In a Jan. 4 report (.pdf), HUD's OIG says the agency issued 19 grants worth a total of nearly $70 million from fiscal 2008 to 2010 through the Assisted Living Conversion Program to private, non-profit development owners to convert dwelling units into an assisted living facility.

In its report, the OIG says that 9 of the grants contained items or were for construction activities that did not directly relate to the conversion of units and common space for assisted living.  The agency also failed to ensure that the performance period for six of the grants was under an 18-month threshold.

These lapses occurred because "HUD lacked procedures and controls for identifying ineligible activities" and the agency can't determine how much the unqualified construction items cost in these projects because its reporting requirements have contractors list budget costs by general sections, such as concrete and masonry.

The agency did not adequately prepare its field offices to understand program requirements when approving and reviewing grant applications, says the report. Field office staff said the lack of guidance led them to develop their own oversight and application processing which varied among the offices, says the OIG.

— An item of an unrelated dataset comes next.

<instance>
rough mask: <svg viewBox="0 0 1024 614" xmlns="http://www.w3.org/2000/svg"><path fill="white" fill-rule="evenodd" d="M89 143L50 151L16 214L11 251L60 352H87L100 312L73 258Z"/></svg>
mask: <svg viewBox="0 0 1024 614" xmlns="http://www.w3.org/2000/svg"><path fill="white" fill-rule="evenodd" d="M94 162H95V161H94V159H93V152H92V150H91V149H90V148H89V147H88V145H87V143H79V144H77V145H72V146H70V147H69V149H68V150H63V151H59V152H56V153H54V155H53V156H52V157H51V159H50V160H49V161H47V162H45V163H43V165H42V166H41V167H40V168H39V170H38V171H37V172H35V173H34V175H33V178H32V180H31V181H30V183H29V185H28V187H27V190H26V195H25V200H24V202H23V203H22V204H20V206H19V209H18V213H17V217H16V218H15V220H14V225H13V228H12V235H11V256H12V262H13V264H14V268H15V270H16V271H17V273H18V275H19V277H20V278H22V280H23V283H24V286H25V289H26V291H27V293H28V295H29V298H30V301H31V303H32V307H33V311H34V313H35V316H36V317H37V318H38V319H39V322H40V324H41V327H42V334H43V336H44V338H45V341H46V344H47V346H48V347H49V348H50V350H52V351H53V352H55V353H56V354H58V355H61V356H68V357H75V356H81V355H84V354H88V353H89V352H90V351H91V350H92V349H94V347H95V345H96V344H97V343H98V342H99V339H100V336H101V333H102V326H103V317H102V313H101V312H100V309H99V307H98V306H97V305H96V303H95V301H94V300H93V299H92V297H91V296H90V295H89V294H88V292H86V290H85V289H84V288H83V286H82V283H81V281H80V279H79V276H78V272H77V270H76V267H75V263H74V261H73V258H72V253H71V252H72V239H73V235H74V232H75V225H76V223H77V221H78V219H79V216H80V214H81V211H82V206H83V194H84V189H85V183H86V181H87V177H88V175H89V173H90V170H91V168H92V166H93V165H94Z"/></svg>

The unclear guidance also led to grantees getting payment disbursements even if they did not submit required biannual progress and financial reports. Field offices also failed to conduct bimonthly inspections for five grants and performed no inspection for one of the grans.

The report recommends that HUD review all 19 applications, identify ineligible items and seek reimbursement from the grantees or adjust the awards for active projects accordingly. It even suggests meeting with HUD's Office of General Counsel over these ineligible items.

The agency should also implement controls for applications and on-site reviews, to ensure projects are completed properly and in less than 18 months, says the OIG.